I remembered: The calls that always dropped at convenient times, the dates that ghosted me without warning, the missed job offers, and the friend groups that quietly disintegrated around me.
"You rigged my life," I said numbly. "You sabotaged everything."
"I protected you," she said fiercely. "Daniel, you have no idea the things out there. You were a neon sign to predators."
"You didn’t trust me enough to tell me!" I snapped.
She looked wrecked. "I trusted you. I didn’t trust the world."
For a moment, we sat there—surrounded by exposed brick and cinnamon-sugar air—two people with too many secrets between them.
Finally, she stirred her coffee again, voice quieter. "You’re not alone anymore, Dan. Not unless you want to be."
I watched her. Really watched her.
My oldest friend. My saboteur. The person who had ruined my life to save it.
And despite everything—I didn’t want to lose her.
I exhaled. "Okay. Fine. Team Elly."
She brightened immediately, beaming like a kid with a new toy.
"But no more hacking my dating life," I warned.
"Unless they're vampires," I added after a second thought.
"No promises," she said sweetly, stealing my last tater tot.
I speared another rogue blob of deconstructed shepherd’s pie, shaking my head. "So, question.
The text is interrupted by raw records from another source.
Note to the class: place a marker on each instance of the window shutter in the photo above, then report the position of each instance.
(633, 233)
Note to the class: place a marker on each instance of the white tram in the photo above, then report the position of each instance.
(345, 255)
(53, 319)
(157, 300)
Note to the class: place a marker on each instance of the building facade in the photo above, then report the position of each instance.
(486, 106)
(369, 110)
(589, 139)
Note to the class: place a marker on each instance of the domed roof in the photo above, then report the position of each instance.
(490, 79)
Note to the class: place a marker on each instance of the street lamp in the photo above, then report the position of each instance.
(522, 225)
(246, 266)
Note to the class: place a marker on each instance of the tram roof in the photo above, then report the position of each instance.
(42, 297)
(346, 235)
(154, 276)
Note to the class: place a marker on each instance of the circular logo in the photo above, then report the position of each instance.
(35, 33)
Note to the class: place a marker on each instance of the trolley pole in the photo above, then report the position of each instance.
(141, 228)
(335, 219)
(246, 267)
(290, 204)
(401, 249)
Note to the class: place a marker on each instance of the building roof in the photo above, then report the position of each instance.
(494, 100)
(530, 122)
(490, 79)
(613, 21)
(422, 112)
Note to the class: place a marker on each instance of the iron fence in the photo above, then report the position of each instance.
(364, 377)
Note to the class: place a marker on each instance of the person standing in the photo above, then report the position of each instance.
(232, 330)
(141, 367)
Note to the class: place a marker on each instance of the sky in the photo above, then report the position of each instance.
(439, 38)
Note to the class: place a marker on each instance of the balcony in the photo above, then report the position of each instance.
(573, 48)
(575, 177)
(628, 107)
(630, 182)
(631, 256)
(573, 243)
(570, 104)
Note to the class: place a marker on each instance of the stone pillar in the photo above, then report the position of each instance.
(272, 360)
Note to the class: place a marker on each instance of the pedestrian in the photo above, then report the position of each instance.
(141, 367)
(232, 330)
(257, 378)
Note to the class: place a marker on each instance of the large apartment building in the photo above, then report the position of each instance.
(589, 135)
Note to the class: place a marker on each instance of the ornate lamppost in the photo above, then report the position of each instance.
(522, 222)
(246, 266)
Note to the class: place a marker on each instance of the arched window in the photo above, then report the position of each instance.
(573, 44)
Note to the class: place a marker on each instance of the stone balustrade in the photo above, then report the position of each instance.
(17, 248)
Serious one."
Elly raised an eyebrow warily. "Shoot."
"Is the whole 'loving potatoes' thing just a ‘you’ thing, or are you secretly part Irish on top of being a fae? Are all Irish people fae? I knew this ginger back in high school that could do this really weird thing with his nose…"
She snorted into her coffee, nearly choking. "Wow, Dan. Really leaning into the racial stereotypes there."
"I’m just saying, if you suddenly start riverdancing, I want full disclosure."
She tossed a sugar packet at my face.
I laughed, dodging it—and for the briefest of moments, through the window behind her, I thought I saw a flicker of movement.
Just a shimmer. Like heat waves above asphalt.
There, then gone. By the time I focused, there was nothing but the soft flow of pedestrian traffic outside.
I shook my head, chalking it up to stress—or too much cinnamon-scented air—and grinned at Elly.
Potatoes. Riverdancing. Supernatural bodyguards. Totally normal day… for me anyway.
Now if I could just figure out what to do about leaving work without punching out.